While visiting each of the Shooting Touch courts as part of onboarding, one thought kept returning: how can I meaningfully and respectfully deepen my connection to these communities this year? I was struck by how many beneficiaries remembered me across all six courts, a realization that my presence here has taken root in ways I don’t always recognize. Alongside this, supporting Grace and Lily during onboarding while tasked with contributing across a wider set of priorities this year has left me feeling both humbled by the trust placed in me by leadership, and grounded in my responsibility to show up thoughtfully for my team and the communities we serve. This year, that commitment takes shape in concrete ways: spending time more evenly across courts, listening more closely to our staff, coaches, and my peers, expanding my language skills, and contributing to the continued growth of Shooting Touch’s footprint in Kigali and through our engagement with international visitors.

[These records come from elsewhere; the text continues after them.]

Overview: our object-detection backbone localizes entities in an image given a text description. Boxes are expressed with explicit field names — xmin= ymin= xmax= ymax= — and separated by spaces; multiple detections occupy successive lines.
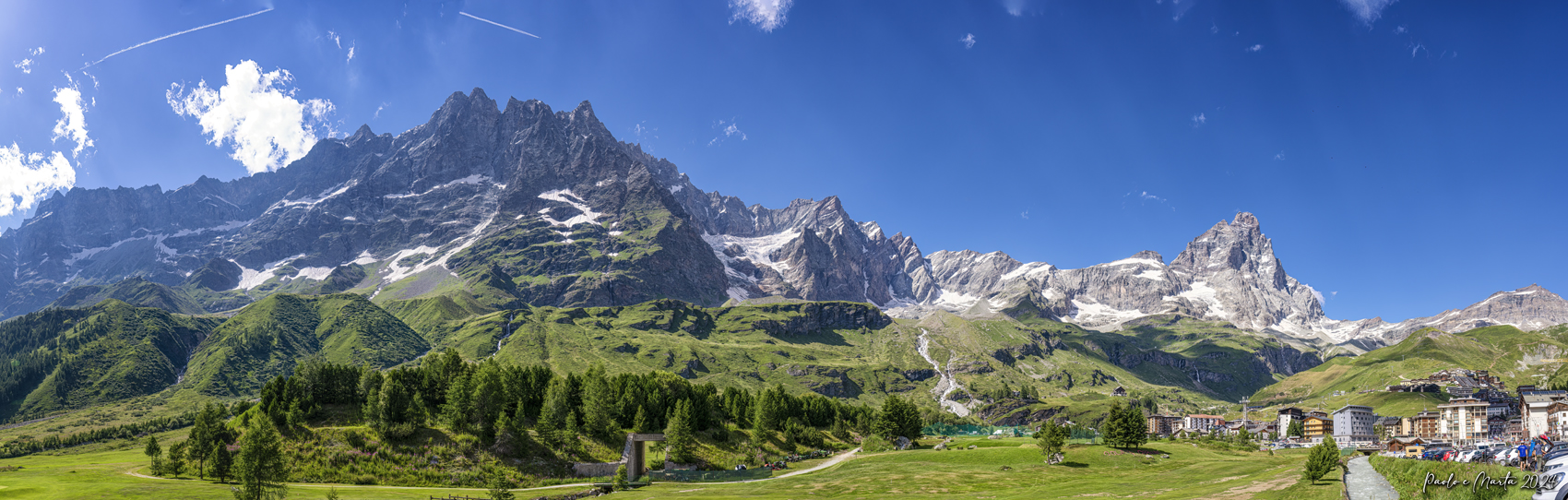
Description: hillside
xmin=0 ymin=300 xmax=218 ymax=419
xmin=49 ymin=276 xmax=207 ymax=314
xmin=186 ymin=293 xmax=430 ymax=397
xmin=1253 ymin=325 xmax=1568 ymax=415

That sense of connection extends beyond the courts. Between this Fellowship cohort, I’ve noticed a closeness that goes deeper than shared responsibilities. As Fellows, we navigate similar transitions, responsibilities, and expectations, but spending time together beyond work (i.e., planning trips, setting personal and cohort goals, and enjoying new experiences as a group, etc.) makes it clear that our bond isn’t defined solely by circumstance. These moments remind me that the connections we’re building go beyond circumstance; we genuinely enjoy being in each other’s company, learning from one another, and growing together.

Sitting with this sense of cohesion, one word keeps returning to me as I look ahead to 2026: Community. For me, this word isn’t just a reflection. It is a compass for the year, guiding how I engage with others, nurture relationships, and invest in the places and people that matter. From my Fellowship cohort to my Rwandan colleagues to shopkeepers in the umudugudu (village), I feel called to lean into this bond. Participating in Umuganda later this month feels like a natural extension of this commitment - working alongside locals, strengthening relationships beyond the court, and contributing meaningfully to the Rwinkwavu community.

As January comes to a close, I feel revitalized, reconnected, and inspired to carry the spirit of community into every corner of this year. The quiet anxieties I carried before departure have softened, replaced by a deeper awareness that belonging is practiced, not earned, and that my role this year is to show up consistently, thoughtfully, and alongside those who shape this work with me. After all, home and community are not abstract ideas; they are cultivated one smile, one “Muraho,” and one shared effort at a time.